Sierra Ballpoint Pen
Chrome BHW-172 $4.95 -Quantity of 2
Sierra Bushings 20A $6.00 - Quantity of 1
PM me a total please, I can't do math this morning.

Chris, can I pick it up instead of you shipping? I'm local.


----------



## wudwrkr (May 10, 2008)

Chris,
I just saw you were closing this morning, it's 8:00am here on the west coast. 
If its not too late, Here is my order:

5  - Chrome BHW-172 $4.95
10 - Sierra Tubes BHWT-529 $0.49
6  - Chrome BHW-476 $6.66
1  - Gold Titanium BHW-477 $11.30
1  - Sierra Vista Bushings 70A $6.00
8  - Platinum BHW-159 $8.00 

If I am too late, just let me know.

Thanks,


----------



## keithkarl2007 (May 10, 2008)

i'm definitely too late, is there such a thing as 2 toned gold like the 2 toned chrome. Was planning on bog oak on the chrome and yew burl on the gold, anyway i can get them again


----------



## kent4Him (May 12, 2008)

> _Originally posted by keithkarl2007_
> 
> i'm definitely too late, is there such a thing as 2 toned gold like the 2 toned chrome.

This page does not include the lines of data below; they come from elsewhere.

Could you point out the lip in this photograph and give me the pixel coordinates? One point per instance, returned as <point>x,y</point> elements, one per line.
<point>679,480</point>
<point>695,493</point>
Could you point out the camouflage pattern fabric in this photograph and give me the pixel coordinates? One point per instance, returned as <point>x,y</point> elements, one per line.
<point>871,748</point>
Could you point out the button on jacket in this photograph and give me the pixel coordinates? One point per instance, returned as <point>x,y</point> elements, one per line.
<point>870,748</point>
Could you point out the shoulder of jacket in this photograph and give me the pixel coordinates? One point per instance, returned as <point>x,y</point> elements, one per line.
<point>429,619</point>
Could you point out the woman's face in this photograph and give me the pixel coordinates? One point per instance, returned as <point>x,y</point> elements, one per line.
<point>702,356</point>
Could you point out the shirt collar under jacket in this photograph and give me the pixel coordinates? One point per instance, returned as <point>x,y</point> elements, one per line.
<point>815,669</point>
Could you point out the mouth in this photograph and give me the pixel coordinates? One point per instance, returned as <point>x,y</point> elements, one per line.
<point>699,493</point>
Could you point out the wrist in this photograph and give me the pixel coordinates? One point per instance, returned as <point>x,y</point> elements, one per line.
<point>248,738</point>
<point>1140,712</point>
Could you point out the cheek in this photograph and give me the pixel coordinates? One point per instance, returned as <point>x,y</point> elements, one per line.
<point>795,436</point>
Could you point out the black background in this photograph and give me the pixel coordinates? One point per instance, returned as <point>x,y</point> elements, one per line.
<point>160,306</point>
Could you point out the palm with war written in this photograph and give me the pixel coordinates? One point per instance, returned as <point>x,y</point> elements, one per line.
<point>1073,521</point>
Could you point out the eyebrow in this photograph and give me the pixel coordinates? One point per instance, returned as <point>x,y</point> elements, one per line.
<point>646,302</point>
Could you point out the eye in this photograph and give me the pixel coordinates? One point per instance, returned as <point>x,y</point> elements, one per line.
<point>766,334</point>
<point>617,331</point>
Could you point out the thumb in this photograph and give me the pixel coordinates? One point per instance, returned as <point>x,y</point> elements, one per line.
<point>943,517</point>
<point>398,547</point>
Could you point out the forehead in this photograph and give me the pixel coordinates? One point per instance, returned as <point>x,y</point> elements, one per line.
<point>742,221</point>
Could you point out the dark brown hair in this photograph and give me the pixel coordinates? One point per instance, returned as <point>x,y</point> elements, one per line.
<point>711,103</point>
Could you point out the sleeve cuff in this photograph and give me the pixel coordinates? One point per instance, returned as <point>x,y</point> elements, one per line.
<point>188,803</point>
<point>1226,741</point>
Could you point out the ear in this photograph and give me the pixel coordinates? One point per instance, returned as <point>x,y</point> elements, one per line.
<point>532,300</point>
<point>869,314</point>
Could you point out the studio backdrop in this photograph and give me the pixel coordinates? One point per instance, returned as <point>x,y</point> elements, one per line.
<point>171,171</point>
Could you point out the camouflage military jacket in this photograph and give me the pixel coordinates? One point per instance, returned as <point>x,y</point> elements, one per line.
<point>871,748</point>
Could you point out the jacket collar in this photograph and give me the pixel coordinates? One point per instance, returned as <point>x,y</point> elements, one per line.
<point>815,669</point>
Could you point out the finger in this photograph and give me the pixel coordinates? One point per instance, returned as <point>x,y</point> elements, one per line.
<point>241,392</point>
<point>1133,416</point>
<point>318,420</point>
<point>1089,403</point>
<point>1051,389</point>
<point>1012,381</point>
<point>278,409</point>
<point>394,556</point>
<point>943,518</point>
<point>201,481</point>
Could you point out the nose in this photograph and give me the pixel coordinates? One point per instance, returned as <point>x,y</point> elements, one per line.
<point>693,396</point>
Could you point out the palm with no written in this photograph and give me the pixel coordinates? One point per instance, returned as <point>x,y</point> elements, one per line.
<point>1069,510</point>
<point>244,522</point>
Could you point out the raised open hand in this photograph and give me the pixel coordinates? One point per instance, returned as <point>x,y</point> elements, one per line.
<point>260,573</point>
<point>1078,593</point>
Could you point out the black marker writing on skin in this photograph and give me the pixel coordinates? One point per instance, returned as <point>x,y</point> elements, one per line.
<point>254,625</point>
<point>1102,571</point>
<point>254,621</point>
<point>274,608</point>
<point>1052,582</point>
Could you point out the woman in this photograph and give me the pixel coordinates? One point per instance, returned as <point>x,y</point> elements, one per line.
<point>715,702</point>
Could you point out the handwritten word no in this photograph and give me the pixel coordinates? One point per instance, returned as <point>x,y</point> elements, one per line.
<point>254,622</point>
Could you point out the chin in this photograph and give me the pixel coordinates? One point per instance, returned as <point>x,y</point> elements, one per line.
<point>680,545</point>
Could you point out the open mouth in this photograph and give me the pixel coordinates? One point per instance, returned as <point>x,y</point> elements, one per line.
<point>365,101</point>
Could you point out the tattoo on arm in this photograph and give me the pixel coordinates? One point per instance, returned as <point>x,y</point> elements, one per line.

Was planning on bog oak on the chrome and yew burl on the gold, anyway i can get them again



Not that I know of.


----------



## kent4Him (May 12, 2008)

We everyone.  The order was placed on Saturday.  I would guess that they will ship it today.  A few have not paid yet, so get those paypals in.


----------



## kent4Him (May 12, 2008)

Just received an email saying that they have shipped the order.


----------



## keithkarl2007 (May 12, 2008)

thats a shame could just picture how it would look in my head. 





> _Originally posted by kent4Him_
> 
> 
> 
> ...


----------



## kent4Him (May 13, 2008)

I got the shipping notice last night.  Scheduled delivery is Friday.  I'll try to get it all out so I can put them in the mail on Saturday.  I'm leaving Saturday for a graduation and won't be back until Sunday night.  If I don't get your's out on Saturday, it should go out on Monday.


----------



## kent4Him (May 19, 2008)

Arrived Friday.  Sorry, I didn't have time to print shipping before we had to leave for the weekend.  I have everything packaged and I will ship today.


----------



## kent4Him (May 19, 2008)

!@#$%^%$&^*

I didn't realize that the latest postal rate hikes were impacting Priority prices.  Not a big deal.  That's just one more reason that I add a load to the cost.  I'll send the postal refunds out later today.  Nobody needs to send me any additional money for the postal increases.


----------



## Paul in OKC (May 19, 2008)

Yeah, I noticed that with shipping out some vises for today,that the priority flat rate box had gone up!


----------



## kent4Him (May 20, 2008)

Everything is shipped and refunds are sent.  Had a great time with modelmaker when he came to pick up his kits last night.  This one is closed.  Thanks.


----------



## Timbo (May 21, 2008)

My kits arrived today.  Thanks for the cool extras!


----------



## wudwrkr (May 21, 2008)

Chris,
Mine came in today also!  Perfect timing!


----------



## roddesigner (May 22, 2008)

Chris received mine again thanks for doing this big job well done
John


----------



## gatornick (May 22, 2008)

I got mine.  Thanks alot for doing this.  Thanks to you and AS for the extras.


----------



## Jim15 (May 23, 2008)

Chris, received my order. Thanks for doing the buy and the extras.


----------



## Paul in OKC (May 23, 2008)

Got mine too. Thanks!


----------